Prokaryotes, such as bacteria and archaea, do not possess true microtubules like those found in eukaryotic cells. Microtubules are a defining feature of the eukaryotic cytoskeleton. While prokaryotes do have an internal framework, known as a cytoskeleton, it is constructed from proteins distinct from eukaryotic tubulin. This prokaryotic cytoskeleton performs similar functions in cell shape and division using its own unique set of structural proteins.
Defining Microtubules and Their Role in Eukaryotes
Microtubules are dynamic, hollow tubes that serve as a major component of the cytoskeleton in every eukaryotic cell. Each microtubule is a polymer constructed from repeating units of tubulin, which exists as a dimer of alpha-tubulin and beta-tubulin subunits. These dimers stack together to form long, linear chains called protofilaments. Typically, thirteen protofilaments align laterally to create the hollow, cylindrical structure. Microtubules are highly polar: the plus end grows and shrinks rapidly, while the minus end is generally more stable.
Microtubules function as cellular highways for intracellular transport. Motor proteins like kinesin and dynein move along these tracks, hauling organelles, vesicles, and other cellular cargo. During cell division, microtubules form the mitotic spindle. This spindle accurately separates the duplicated chromosomes into the two new daughter cells, ensuring genetic integrity. Microtubules also provide the structural core for specialized motility structures like cilia and flagella.
The Components of the Prokaryotic Cytoskeleton
Prokaryotes rely on a sophisticated internal framework made of structurally similar but chemically distinct proteins. The most well-studied are FtsZ and MreB, which parallel the main eukaryotic cytoskeletal components. FtsZ (Filamenting temperature-sensitive mutant Z) is a homologue of eukaryotic tubulin. Although they have weak similarity in their amino acid sequence, FtsZ and tubulin share a remarkably similar three-dimensional structure.
FtsZ polymerizes in the presence of GTP, much like tubulin, and forms the Z-ring at the cell’s midsection, marking the future division site. The other prominent component is MreB, a homologue of eukaryotic actin. MreB polymerizes into filaments structurally similar to actin microfilaments and is typically found just beneath the cell membrane. MreB is present in most non-spherical bacteria, such as rod-shaped species, and is absent in naturally spherical bacteria.
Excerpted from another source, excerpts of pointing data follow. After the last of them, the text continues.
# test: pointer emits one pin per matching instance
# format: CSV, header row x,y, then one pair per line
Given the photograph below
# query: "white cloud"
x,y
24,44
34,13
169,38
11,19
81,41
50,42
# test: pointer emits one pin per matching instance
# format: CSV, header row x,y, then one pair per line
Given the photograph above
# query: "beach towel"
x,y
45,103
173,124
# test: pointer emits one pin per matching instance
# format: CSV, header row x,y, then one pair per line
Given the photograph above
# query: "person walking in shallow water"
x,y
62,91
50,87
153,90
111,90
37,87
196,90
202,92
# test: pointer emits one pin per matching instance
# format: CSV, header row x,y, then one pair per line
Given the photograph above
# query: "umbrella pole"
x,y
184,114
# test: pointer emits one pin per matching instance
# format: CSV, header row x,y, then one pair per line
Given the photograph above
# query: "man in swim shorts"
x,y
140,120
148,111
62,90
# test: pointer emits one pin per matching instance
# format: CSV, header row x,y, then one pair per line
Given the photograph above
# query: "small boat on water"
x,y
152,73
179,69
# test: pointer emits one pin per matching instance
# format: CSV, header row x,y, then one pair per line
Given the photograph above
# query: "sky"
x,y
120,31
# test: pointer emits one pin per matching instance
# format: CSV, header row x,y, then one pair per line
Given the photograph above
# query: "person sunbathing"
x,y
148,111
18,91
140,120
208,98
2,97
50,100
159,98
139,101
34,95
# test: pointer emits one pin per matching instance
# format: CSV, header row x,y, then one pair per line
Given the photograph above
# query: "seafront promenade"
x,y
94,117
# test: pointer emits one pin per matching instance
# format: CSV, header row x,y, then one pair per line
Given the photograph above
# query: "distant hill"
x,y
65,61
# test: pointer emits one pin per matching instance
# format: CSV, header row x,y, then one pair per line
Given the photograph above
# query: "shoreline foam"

A third protein, Crescentin (CreS), is an analogue of eukaryotic intermediate filaments and is found in bacteria with a curved shape.
How Prokaryotes Achieve Cellular Structure and Division
The prokaryotic cytoskeletal components enable cell structure and division without the complex machinery associated with true microtubules. The FtsZ protein is the primary organizer of cell division in bacteria, a process known as binary fission. The Z-ring, a dynamic collection of FtsZ protofilaments, serves as a scaffold for recruiting all other necessary cell division proteins. This assembly, called the divisome, directs the synthesis of new cell wall material, leading to the constriction and separation of the two daughter cells.
MreB plays a central role in determining and maintaining the shape of rod-shaped bacteria. The protein filaments align circumferentially under the cytoplasmic membrane and guide the insertion of new cell wall material during growth and elongation. This organized, directional insertion of peptidoglycan prevents the cell from becoming spherical, promoting the rod-like shape. In the curved bacterium Caulobacter crescentus, Crescentin forms a continuous filament along the inner, concave side of the cell. This asymmetric localization is thought to impede growth on that side, effectively bending the cell and producing its characteristic crescent shape.